Dans une décision judiciaire cruciale rendue au Nevada, un juge fédéral a mis en doute la constitutionnalité d'un outil d'enquête controversé connu sous le nom de décharges de tours de téléphonie cellulaire. Cette méthode d'application de la loi permet à la police de collecter des données à grande échelle auprès des tours de téléphonie mobile, en capturant des informations sur chaque appareil connecté à la tour pendant une période de temps spécifique. Cette pratique, qui collecte des informations de localisation et d'identité sur des milliers de téléphones, a été largement utilisée pour faciliter les enquêtes criminelles tout en suscitant des débats houleux sur la vie privée et les droits constitutionnels.

L'affaire au centre de la décision concerne Cory Spurlock, qui fait face à plusieurs accusations graves, notamment de complot en vue de trafic de marijuana et d'implication présumée dans un meurtre contre rémunération. Dans le but de conduire Spurlock sur les lieux du crime, les enquêteurs ont obtenu des mandats de perquisition et des données sur près de 1 700 téléphones portables. Les données, fournies par un opérateur de téléphonie mobile, ont révélé quels téléphones étaient connectés à des tours de téléphonie cellulaire spécifiques à proximité de la scène du crime présumé au cours de la période en question.
Surtout, aucune des personnes dont les données sont collectées ne consent explicitement au partage de leurs informations de localisation, et il n'existe aucun mécanisme leur permettant de se désinscrire.
Après le procès, l'équipe de défense de Spurlock a fait valoir que le mandat de perquisition autorisant le dépôt de données dans la tour était trop large et permettait effectivement à la police de suivre les allées et venues numériques d'innombrables personnes innocentes. Ils ont fait valoir qu'il s'agissait d'un « mandat de perquisition général » – le genre de perquisitions aveugles expressément interdites par les rédacteurs de la Constitution.
La juge de district américaine Miranda M. Du a souscrit dans son avis écrit, statuant que le fait de jeter des objets dans un immeuble de grande hauteur constituait une perquisition en vertu du Quatrième amendement et que le mandat de perquisition ne répondait pas aux normes de spécificité et de cause probable de la Constitution.
Néanmoins, le juge Du a finalement autorisé l'utilisation des preuves provenant de la décharge de la tour dans le procès de Spurlock. Elle a expliqué que les policiers impliqués s'appuyaient sur les normes juridiques en vigueur et qu'au moment de l'enquête, les tribunaux supérieurs de la région n'avaient pas fourni de directives claires sur l'utilisation des tours de décharge.

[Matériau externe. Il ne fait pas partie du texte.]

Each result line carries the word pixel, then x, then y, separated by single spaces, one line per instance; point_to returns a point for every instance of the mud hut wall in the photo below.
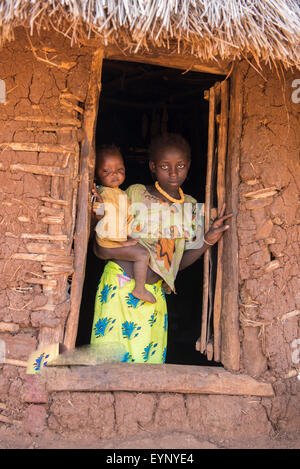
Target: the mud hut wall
pixel 46 82
pixel 268 225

La décision a des implications bien au-delà de l’affaire Spurlock. Les défenseurs de la vie privée préviennent depuis longtemps que les sites de stockage cellulaire collectent essentiellement de grandes quantités de données sur des personnes non associées à des activités criminelles. Au tribunal, des témoins experts ont décrit comment les données obtenues ont été utilisées pour reconstituer les mouvements et les connexions de chaque utilisateur dont le téléphone était connecté aux tours de téléphonie cellulaire ciblées, soulevant des inquiétudes quant à la surveillance de masse et à l'invasion de la vie privée des citoyens ordinaires.
La décision du Nevada est similaire à celle du Mississippi. Un autre juge fédéral du Mississippi a statué que «dépotoir de la tour de téléphonie cellulaire" est inconstitutionnel et interdit son utilisation dans une enquête du FBI. L'affaire est actuellement en appel, le ministère de la Justice faisant valoir qu'il s'agit d'un outil important pour l'application de la loi et que les questions juridiques entourant son utilisation restent en suspens.
Le paysage juridique plus large est encore compliqué par la décision de la Cour suprême de 2018 dans l'affaire Carpenter c. États-Unis. La décision a statué que la police a généralement besoin d'un mandat de perquisition pour accéder aux données historiques de localisation des sites cellulaires. Cependant, la décision Carpenter avait une portée limitée et ne traitait pas directement de la légalité des décharges de sites cellulaires ou d'autres formes de collecte de données en masse, laissant les tribunaux inférieurs examiner par eux-mêmes l'applicabilité du Quatrième amendement dans ces circonstances.
Alors que les contestations judiciaires se multiplient et que des décisions contradictoires apparaissent à travers le pays, de nombreux observateurs pensent que la Cour suprême pourrait bientôt être invitée à clarifier la constitutionnalité de cette approche.